- Directed by: Claude Lelouch
- Written by: Claude Lelouch
- Produced by: Claude Lelouch
- Starring: Marie-Sophie L. Francis Huster
- Cinematography: Claude Lelouch Philippe Pavans de Ceccatty
- Edited by: Hélène de Luze
- Music by: Francis Lai Philippe Servain
- Distributed by: BAC Films
- Release date: 1993;
- Running time: 120 min
- Country: France
- Language: French

= Tout ça... pour ça! =

Tout ça... pour ça! (All That... for This?!) is a 1993 French film directed by Claude Lelouch.

==Cast and roles==
- Marie-Sophie L. - Marie Lenormand
- Francis Huster - Francis Barrucq
- Fabrice Luchini - Fabrice Lenormand
- Alessandra Martines - Allessandra Barrucq
- Vincent Lindon - Lino
- Gérard Darmon - Henri Poncet
- Jacques Gamblin - Jacques Grandin
- Évelyne Bouix - Marilyne Grandin
- Jacques Boudet - The Prosecutor
- Charles Gérard - Policeman
- Antoine Duléry - Antoine
- Céline Caussimon - Esmeralda

==Production==
The scene in which Fabrice Luchini, Francis Huster, Alessandra Martines and Marie-Sophie L. are in a tent on top of Mont Blanc, was entirely improvised.

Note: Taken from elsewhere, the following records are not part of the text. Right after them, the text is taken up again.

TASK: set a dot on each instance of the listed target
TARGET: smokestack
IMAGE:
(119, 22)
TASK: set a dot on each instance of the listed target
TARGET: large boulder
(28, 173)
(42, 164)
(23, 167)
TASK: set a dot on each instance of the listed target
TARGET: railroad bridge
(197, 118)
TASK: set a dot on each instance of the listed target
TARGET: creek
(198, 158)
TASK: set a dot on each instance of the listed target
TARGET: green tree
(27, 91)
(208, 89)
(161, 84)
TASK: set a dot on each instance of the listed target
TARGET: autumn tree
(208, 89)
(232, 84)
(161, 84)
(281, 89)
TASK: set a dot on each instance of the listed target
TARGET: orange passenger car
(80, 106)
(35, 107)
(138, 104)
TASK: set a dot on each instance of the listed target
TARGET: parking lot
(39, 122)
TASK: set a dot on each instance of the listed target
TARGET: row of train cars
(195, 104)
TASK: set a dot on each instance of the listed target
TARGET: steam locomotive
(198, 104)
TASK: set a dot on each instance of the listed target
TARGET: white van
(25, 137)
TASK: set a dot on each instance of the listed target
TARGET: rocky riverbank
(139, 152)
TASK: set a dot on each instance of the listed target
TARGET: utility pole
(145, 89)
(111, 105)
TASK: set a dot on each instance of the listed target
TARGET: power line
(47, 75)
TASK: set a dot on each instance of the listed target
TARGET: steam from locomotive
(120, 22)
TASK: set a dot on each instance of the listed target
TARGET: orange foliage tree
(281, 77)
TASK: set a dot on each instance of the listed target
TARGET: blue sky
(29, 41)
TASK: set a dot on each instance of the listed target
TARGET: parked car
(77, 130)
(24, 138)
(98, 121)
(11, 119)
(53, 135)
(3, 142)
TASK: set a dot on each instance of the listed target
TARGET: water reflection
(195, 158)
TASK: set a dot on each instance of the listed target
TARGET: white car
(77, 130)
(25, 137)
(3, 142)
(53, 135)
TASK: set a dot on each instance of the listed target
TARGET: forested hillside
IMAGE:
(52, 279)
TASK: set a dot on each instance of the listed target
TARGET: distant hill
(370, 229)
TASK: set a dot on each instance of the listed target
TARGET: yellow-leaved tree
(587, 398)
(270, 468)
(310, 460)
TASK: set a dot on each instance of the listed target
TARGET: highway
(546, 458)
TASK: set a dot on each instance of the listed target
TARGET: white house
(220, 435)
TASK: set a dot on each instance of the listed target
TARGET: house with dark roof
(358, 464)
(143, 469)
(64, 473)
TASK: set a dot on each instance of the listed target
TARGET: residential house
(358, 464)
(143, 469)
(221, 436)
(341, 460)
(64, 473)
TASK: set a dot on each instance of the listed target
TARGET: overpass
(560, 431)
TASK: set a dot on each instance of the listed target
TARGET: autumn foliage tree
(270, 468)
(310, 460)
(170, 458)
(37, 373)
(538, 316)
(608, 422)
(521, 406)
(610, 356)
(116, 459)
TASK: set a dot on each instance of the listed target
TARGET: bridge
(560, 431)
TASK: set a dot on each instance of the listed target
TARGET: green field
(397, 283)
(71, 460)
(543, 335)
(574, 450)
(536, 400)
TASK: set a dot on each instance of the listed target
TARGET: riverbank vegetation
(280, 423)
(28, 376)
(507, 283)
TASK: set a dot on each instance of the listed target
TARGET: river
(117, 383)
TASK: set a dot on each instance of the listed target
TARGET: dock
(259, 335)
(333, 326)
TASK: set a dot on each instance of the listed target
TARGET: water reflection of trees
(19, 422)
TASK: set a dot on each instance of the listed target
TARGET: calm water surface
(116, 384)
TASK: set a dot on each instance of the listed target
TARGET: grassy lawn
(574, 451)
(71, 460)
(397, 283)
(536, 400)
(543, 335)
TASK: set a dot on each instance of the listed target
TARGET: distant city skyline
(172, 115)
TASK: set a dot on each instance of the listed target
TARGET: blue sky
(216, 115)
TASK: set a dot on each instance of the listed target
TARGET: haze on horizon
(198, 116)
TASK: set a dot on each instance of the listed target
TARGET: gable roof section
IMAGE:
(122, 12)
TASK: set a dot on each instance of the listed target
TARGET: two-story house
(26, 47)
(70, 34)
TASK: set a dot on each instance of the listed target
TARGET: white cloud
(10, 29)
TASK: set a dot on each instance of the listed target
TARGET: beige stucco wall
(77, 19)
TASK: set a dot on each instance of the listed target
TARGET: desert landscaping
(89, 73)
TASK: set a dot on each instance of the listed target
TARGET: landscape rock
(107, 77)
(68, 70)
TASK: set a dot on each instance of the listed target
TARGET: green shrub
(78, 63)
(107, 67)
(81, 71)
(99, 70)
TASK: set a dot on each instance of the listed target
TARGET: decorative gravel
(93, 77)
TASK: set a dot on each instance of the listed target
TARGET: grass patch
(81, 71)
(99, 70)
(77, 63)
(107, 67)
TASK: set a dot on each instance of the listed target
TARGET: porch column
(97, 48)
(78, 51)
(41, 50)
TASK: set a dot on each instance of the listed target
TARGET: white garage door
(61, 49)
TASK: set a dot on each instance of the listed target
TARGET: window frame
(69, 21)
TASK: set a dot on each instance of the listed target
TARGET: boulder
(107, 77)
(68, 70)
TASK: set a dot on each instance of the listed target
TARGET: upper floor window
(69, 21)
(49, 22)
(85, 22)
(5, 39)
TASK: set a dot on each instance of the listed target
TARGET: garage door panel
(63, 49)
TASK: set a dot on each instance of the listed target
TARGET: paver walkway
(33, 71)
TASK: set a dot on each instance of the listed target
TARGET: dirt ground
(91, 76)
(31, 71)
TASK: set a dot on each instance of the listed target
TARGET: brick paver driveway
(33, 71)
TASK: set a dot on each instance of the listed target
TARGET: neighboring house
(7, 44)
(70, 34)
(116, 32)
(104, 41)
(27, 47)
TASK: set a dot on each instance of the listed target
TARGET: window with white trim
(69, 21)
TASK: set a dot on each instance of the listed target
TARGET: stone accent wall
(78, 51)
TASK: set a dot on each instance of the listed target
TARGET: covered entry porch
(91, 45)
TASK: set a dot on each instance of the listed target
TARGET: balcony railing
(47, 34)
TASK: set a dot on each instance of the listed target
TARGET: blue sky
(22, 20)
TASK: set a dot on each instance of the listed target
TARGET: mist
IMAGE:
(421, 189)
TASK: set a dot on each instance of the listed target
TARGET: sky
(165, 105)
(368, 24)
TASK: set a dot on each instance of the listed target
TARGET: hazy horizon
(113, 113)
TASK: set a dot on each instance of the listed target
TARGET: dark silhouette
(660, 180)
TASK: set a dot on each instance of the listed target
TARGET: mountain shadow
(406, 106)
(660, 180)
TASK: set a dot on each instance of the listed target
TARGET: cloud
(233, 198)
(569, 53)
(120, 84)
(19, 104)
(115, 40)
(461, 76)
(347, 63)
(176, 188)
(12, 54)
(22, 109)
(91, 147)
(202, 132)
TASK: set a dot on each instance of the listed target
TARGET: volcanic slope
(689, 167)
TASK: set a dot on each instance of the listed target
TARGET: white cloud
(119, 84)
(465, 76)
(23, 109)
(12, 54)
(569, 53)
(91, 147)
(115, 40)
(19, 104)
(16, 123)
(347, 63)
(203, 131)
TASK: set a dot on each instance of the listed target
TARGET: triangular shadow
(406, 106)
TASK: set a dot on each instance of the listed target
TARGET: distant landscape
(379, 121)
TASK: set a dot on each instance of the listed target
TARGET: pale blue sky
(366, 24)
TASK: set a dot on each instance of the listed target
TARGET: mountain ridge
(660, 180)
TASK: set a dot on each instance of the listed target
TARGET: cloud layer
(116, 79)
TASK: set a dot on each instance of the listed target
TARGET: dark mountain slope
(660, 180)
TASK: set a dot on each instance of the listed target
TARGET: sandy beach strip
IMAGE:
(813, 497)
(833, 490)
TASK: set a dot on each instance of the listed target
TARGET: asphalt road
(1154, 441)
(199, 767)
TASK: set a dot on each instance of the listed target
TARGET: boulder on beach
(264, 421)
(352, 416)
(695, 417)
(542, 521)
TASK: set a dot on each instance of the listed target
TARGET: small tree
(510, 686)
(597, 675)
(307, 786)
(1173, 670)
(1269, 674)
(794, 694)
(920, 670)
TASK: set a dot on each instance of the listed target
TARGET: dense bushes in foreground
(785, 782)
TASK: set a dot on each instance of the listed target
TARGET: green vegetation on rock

During it, Luchini incites Martines to perform a fellatio (not seen on camera) to Huster, who seems not really comfortable.

==Awards and nominations==
- César Awards (France)
  - Won: Best Actor - Supporting Role (Fabrice Luchini)
- Montréal Film Festival (Canada)
  - Won: Best Director (Claude Lelouch; tied with Juanma Bajo Ulloa for La madre muerta)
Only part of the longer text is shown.